Un legame più profondo della moda

Quando Alaïa, giovane talento tunisino, iniziò a muovere i primi passi nel mondo della couture parigina, fu proprio Mugler, già allora affermato, a riconoscerne il potenziale e a spronarlo nel perseguire la sua visione. Da lì nacque un rapporto di ammirazione reciproca, che si tradusse in un confronto continuo sul mestiere, sul corpo femminile, sul senso profondo dell’abito.

Siamo molto influenzati l’uno dall’altro”, ammise Mugler, definendo Alaïa un maestro del taglio, dotato di un rigore assoluto, capace di far vibrare il tessuto come una seconda pelle.

Dall’altra parte, Alaïa guardava a Mugler con rispetto per la sua visione spettacolare, teatrale, per la sua capacità di scolpire la donna attraverso silhouette architettoniche, in passerelle che erano vere performance visive.

Tra laboratorio e passerella

Due approcci diversi, due visioni complementari.
Mugler era il visionario del palcoscenico, interprete di una femminilità poderosa e scintillante.
Alaïa, al contrario, si muoveva in silenzio nel suo laboratorio, ossessionato dalla perfezione tecnica e dalla purezza delle linee, dalla simbiosi tra abito e corpo.

Eppure, i loro mondi erano più intrecciati di quanto si pensasse.
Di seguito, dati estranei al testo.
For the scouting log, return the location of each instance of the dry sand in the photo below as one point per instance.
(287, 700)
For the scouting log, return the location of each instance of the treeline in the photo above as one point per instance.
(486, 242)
La mostra “A Fashion Invitation” emerge proprio come appendice viva alla grande retrospettiva già in corso alla Fondazione, “Azzedine Alaïa, Thierry Mugler. 1980–1990: due decenni di connivenza artistica”, curata da Olivier Saillard. In quel percorso, l’influenza reciproca si manifesta nella concretezza del taglio, nella scelta dei materiali, nei gesti di stile che i due si sono scambiati nel tempo.

Un progetto formativo e museale insieme

Il valore della mostra risiede anche nella sua genesi: è il risultato del lavoro curatoriale degli studenti di Parsons, che hanno saputo affrontare l’archivio non solo come contenitore di memoria, ma come spazio di interpretazione, visione e trasmissione culturale.

Un esercizio di lettura critica che dimostra quanto la moda, se osservata attraverso le sue relazioni più intime, possa raccontare non solo capi e passerelle, ma storie di amicizia, sostegno e creatività condivisa.

“A Fashion Invitation” è, dunque, più di una mostra: è un omaggio al rispetto tra due maestri. È un piccolo, grande gesto che ci ricorda come la moda viva anche di affinità elettive, di dialoghi silenziosi e di inviti a guardare oltre l’apparenza.